When classifying critical points of $f(x,y)$, what does a "degenerate point" (when $f_{xx}f_{yy}=f_{xy}^2$) mean, exactly?

In my textbook, I have the following way of classifying critical points:

$$\begin{array} {|c|c|c|c|}\hline f_x=f_y=0 & f_{xx} < 0 & W > 0 & \text{local maximum} \\ f_x=f_y=0 & f_{xx} > 0 & W > 0 & \text{local minimum} \\ f_x=f_y=0 & f_{xx} \text{ anything} & W < 0 & \text{saddle point} \\ f_x=f_y=0 & f_{xx} \text{ anything} & W = 0 & \text{degenerate} \\ \hline \end{array}$$

Notation: $$f_x$$ and $$f_y$$ are partial derivatives with respect to $$x$$ and $$y$$. And $$W=f_{xx}f_{yy}-f^2_{xy}$$ is the determinant of the Jacobian of second derivatives.

I understand what minimum/maximum points are and what saddle points are.

But what does a degenerate point mean, exactly?

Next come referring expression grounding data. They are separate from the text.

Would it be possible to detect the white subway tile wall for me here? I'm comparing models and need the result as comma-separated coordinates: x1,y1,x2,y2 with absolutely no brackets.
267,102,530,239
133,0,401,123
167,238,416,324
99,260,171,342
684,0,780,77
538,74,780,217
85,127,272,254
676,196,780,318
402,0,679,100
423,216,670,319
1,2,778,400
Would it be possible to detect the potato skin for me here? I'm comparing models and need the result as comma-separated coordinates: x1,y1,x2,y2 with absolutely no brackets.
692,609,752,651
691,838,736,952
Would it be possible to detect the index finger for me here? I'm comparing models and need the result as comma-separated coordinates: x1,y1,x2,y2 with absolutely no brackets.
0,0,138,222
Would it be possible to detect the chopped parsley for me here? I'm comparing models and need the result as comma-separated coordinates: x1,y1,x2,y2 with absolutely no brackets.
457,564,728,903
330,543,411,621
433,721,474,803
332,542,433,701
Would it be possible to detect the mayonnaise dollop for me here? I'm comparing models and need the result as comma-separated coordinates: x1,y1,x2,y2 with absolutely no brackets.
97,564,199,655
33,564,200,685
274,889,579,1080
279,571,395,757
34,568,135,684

I'm a bit surprised to see the word "degenerate" here - but what it means in context is that if $$f_x=0$$ and $$f_y=0$$ and $$\det J_f = 0$$, then the method fails to establish anything - you could be at a maximum or minimum, or you might not be. Basically, it's a catch-all case to say "you don't know what happened".
The method here works because we could write $$f(x+\Delta x,y + \Delta y) - f(x,y)\approx \frac{1}2f_{xx}(x,y)\cdot(\Delta x)^2 + f_{xy}(x,y)\cdot(\Delta x)(\Delta y) + \frac{1}2f_{yy}(x,y)\cdot(\Delta y)^2$$ where the approximation is good up to smaller than quadratic terms near $$(x,y)$$. If the determinant of $$J_f$$ is positive, we can say that we know what the approximation on the right looks like: it's some sort of "cup" shape forming a local minimum/maximum - perhaps it's something like $$(\Delta x)^2 + (\Delta y)^2$$. Similarly, a negative determinant indicates a saddle shape like $$(\Delta x)^2 - (\Delta y)^2$$. These shapes are robust to change in that adding a less-than-quadratic term does not affect the overall shape.
However, if the determinant of $$J_f$$ vanishes, that means that the approximation on the right will have some direction in which the approximation does not change and where the approximation's derivatives also vanish - it might look like $$(\Delta x)^2$$ where the function is curved upwards along the $$x$$ axis, but flat along the $$y$$-axis. The higher order terms would affect the behavior along the $$y$$ axis - maybe you're at a local minimum like if you had the function $$x^2+y^4$$ near $$(0,0)$$. Maybe it's a sort of saddle point, like in $$x^2 - y^4$$. Maybe it's something weird like $$x^2 + y^3$$ which is not a minimum or maximum, nor is it really a saddle point. Even worse, the approximation could just be $$0$$, where we learned pretty much nothing about the function from its first and second order terms. This happens for functions like $$x^3+y^3$$ or $$x^4+y^4$$ where you can see two different behaviors.
Basically: whenever the determinant of $$J_f$$ is non-zero, the behavior of the function locally is well described by a quadratic approximation that classifies it between minimum, maximum, and saddle point. When this determinant is zero, we need to look at better approximations. It's the same issue as arises in one dimension where if we know $$f'(x)=0$$ we can determine minimum or maximum if $$f''(x)\neq 0$$, but would need more information if $$f''(x)=0$$.